I spent the entire decade of my twenties being sick, getting surgeries and just wrestling with the idea that I was not normal, and that what was usually a good time for most people was not a good time for me. I didn’t do that partying thing. I didn’t blossom into an adult in an easy way. It was almost like reliving adolescence in its awkwardness and dealing with the snarky little commentary on what I looked like because I had a bunch of scars on my body, and a bunch of tattoos to distract.

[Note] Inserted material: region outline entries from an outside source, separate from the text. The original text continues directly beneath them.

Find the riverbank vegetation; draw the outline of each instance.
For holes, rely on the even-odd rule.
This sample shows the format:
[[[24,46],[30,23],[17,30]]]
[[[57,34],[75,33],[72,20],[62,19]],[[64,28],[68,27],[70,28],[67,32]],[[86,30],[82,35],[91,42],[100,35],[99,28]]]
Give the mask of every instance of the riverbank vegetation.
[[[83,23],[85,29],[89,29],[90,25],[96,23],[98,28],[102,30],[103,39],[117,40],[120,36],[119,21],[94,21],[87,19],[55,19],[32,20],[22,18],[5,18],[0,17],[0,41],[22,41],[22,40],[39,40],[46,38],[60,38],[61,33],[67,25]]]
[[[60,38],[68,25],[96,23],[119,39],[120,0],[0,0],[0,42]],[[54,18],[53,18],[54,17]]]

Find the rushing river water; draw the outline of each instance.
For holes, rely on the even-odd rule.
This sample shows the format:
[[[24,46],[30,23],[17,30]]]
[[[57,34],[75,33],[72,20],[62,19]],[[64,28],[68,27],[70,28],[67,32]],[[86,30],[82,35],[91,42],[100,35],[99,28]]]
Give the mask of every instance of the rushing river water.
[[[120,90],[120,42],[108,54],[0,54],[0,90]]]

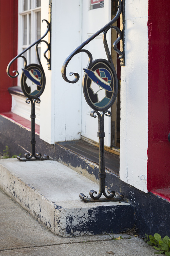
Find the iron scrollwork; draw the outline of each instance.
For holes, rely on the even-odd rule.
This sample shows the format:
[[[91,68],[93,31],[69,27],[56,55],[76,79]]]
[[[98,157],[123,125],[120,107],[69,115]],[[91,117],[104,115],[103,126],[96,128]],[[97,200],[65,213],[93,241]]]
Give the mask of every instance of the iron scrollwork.
[[[46,56],[46,54],[48,51],[50,51],[50,52],[51,51],[51,23],[49,23],[46,19],[42,20],[42,22],[43,21],[45,21],[47,24],[47,29],[44,35],[14,58],[9,63],[6,69],[6,72],[9,76],[12,78],[17,77],[18,76],[19,72],[17,70],[14,70],[12,71],[12,73],[15,73],[15,74],[11,74],[10,72],[11,66],[18,58],[22,58],[23,59],[24,67],[22,69],[22,71],[21,76],[21,85],[24,94],[28,97],[26,101],[26,103],[28,104],[31,103],[31,104],[30,118],[31,138],[30,142],[31,145],[31,153],[26,153],[24,155],[25,157],[21,158],[17,156],[17,159],[20,161],[30,160],[33,157],[34,158],[32,160],[46,160],[49,158],[48,156],[45,155],[44,156],[42,156],[41,154],[39,153],[36,153],[35,151],[35,104],[36,103],[40,103],[39,97],[43,93],[46,85],[46,76],[38,51],[38,44],[42,42],[45,42],[47,46],[47,49],[44,53],[44,56],[47,61],[48,69],[51,70],[51,58],[50,57],[49,58]],[[50,33],[50,38],[49,43],[42,40],[49,32]],[[27,66],[27,59],[23,54],[34,45],[35,45],[35,50],[39,64],[33,63]]]
[[[88,198],[88,196],[86,197],[81,193],[80,197],[85,202],[118,201],[124,198],[122,195],[115,196],[115,192],[111,189],[107,190],[108,195],[106,192],[105,188],[106,173],[104,146],[105,133],[104,132],[104,118],[105,115],[111,116],[111,113],[108,110],[115,101],[118,89],[117,77],[108,47],[106,35],[107,32],[110,29],[116,31],[118,37],[113,44],[113,47],[118,54],[118,58],[122,59],[123,53],[117,47],[118,43],[121,39],[121,32],[118,27],[112,25],[117,20],[121,13],[121,0],[118,0],[118,11],[114,18],[74,50],[67,58],[62,69],[63,77],[65,81],[71,83],[76,83],[79,79],[79,75],[78,73],[70,73],[70,75],[73,75],[74,78],[72,81],[69,80],[66,75],[67,65],[74,56],[78,53],[84,52],[88,55],[88,63],[86,68],[83,69],[84,74],[83,79],[83,88],[87,104],[94,110],[91,112],[90,115],[95,118],[97,115],[98,118],[98,136],[99,137],[100,189],[98,194],[96,191],[91,190],[89,193],[90,198]],[[103,32],[104,46],[108,59],[99,59],[93,61],[91,53],[87,50],[82,49],[82,48],[102,32]],[[102,112],[102,113],[100,113],[99,111]],[[97,195],[95,196],[94,194]],[[101,198],[102,194],[105,197]]]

It was only over the past year that things started making sense. I can say honestly that 29 and 19 were the worst years of my life, punctuated by dramas, emotional instability and surgical invasions. But during the year of life known for me as 29, I did get the noose loosened, and it has almost entirely dissolved, leaving stitches and staples, wire loops, Dacron, and a few black spots on my brain. I do not feel like less of a person anymore, despite all of the physical loss I have endured. I feel stronger and more awake than ever. I feel like fate has finally just decided to allow me to explore my life’s possibilities.

When I think back for my own expectations at this age when I was younger, there are some remarkable holes that have been bored in, but they have been filled in with experience and expectation. I thought I would be married of course. I thought I would have a daughter and a son at least. I thought I would have decided upon a career which would of course HAVE to be successful and inspire me.

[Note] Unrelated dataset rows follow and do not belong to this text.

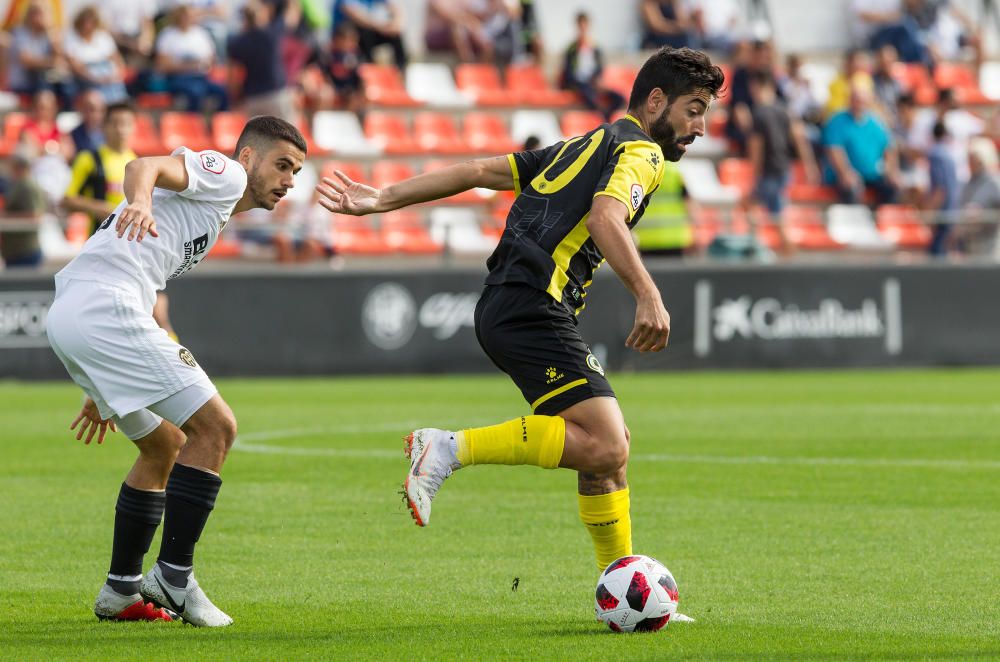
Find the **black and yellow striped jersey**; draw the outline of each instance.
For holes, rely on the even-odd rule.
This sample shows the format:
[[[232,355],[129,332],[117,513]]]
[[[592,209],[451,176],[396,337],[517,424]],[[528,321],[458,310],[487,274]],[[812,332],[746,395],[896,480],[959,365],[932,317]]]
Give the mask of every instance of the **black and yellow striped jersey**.
[[[574,312],[604,256],[587,230],[590,206],[608,195],[635,225],[663,175],[663,152],[627,115],[551,147],[507,156],[516,199],[493,255],[487,285],[523,283]]]

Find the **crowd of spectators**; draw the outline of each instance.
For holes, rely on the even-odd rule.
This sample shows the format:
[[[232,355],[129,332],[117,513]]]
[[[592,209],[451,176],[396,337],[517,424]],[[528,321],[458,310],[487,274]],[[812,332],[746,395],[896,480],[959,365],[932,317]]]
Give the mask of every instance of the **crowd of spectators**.
[[[304,125],[317,109],[363,116],[362,65],[404,69],[410,61],[399,0],[245,0],[235,3],[238,11],[226,0],[104,0],[62,17],[62,25],[55,24],[53,4],[15,0],[0,34],[4,89],[21,98],[27,115],[8,159],[6,211],[36,214],[42,200],[47,211],[86,213],[90,231],[120,199],[124,163],[134,158],[132,108],[143,95],[166,96],[166,108],[206,116],[233,108]],[[533,0],[427,0],[425,6],[428,57],[501,68],[552,63],[557,84],[579,105],[605,120],[623,111],[622,88],[604,82],[608,54],[586,12],[575,16],[572,41],[546,58]],[[996,123],[964,108],[947,86],[926,105],[898,72],[918,67],[933,80],[942,63],[979,66],[980,26],[949,0],[851,0],[849,6],[855,45],[822,94],[809,75],[814,63],[796,53],[782,61],[737,0],[640,0],[641,45],[706,49],[726,63],[731,74],[717,106],[725,109],[727,155],[752,167],[745,209],[760,205],[780,218],[798,168],[806,182],[832,187],[843,203],[902,203],[935,214],[930,250],[936,255],[978,250],[988,234],[982,224],[956,228],[952,221],[970,209],[987,218],[1000,206],[995,144],[979,138],[996,138]],[[57,122],[67,110],[79,118],[71,130]],[[681,176],[667,170],[647,226],[689,242],[690,232],[677,230],[685,204]],[[302,202],[308,205],[308,196]],[[657,209],[672,220],[661,223]],[[245,235],[260,234],[287,259],[329,253],[328,237],[313,227],[322,223],[306,226],[295,230],[305,239],[291,243],[288,233]],[[37,242],[5,232],[0,244],[8,266],[37,257]]]

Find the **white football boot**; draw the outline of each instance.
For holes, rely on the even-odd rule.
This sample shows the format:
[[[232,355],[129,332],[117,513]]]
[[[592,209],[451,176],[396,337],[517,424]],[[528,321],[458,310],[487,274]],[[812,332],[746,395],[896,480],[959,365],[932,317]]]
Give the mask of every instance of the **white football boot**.
[[[448,430],[423,428],[406,437],[406,457],[410,472],[403,489],[406,505],[417,526],[427,526],[431,518],[431,501],[441,489],[441,483],[462,465],[452,450],[455,433]]]
[[[177,616],[143,602],[138,593],[122,595],[107,584],[94,601],[94,615],[102,621],[172,621]]]
[[[188,577],[186,587],[177,588],[163,577],[160,566],[154,565],[143,578],[139,592],[154,605],[177,612],[191,625],[220,628],[233,623],[233,619],[212,604],[193,574]]]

Instead, I have had my own history to inspire me. I am my own hero when I think about it, because I know how weak I have been in the past, how bruised and torn all of the pages had turned during various points over the past 11 years.

Having all of my friends finally collide into one space was pretty amazing. I think people take that stuff for granted. I never have tried to have my own party, instead resolving to let other people plan it for me, one at 16 and one at 17.

That was really it. Turning 19 obviously sucked, and pretty much every birthday after that felt like a countdown to the end, a perpetual decline into something I thought was inevitable. Obviously it is inevitable, death, but it doesn’t have to be the main focus of my life anymore. I do have surgeries in the future, sure, but not any huge life dependent ones. I assure myself of this. I know it has to be true.

There was one point last night where the back patio was full of like 18 of my friends and I exclaimed, “I know everybody here”. This might seem trivial and silly to most, but it has literally NEVER happened to me. My memories of being a teenager are far removed from the me that exists now. But to have almost everyone local that mattered to me there was really awesome. There were only 2 people in the NYC metro area that didn’t come. But that’s all good, because I got confirmation that they both wanted to be there. JR thought I was pretty cute when I said that, and came up to hug me. E assured me everyone had a great time, and that made me feel better, as I kept asking people if they were having fun. I can remember several birthday parties that were not as fun as I thought they should be, if simply for the fact that nobody really talked to each other. Last night was the proverbial melting pot of the people I hold near and dear.

For that I extend my ETERNAL thanks. There are only a few of you who read my stuff now that were there. But thank you for coming. It really made my day!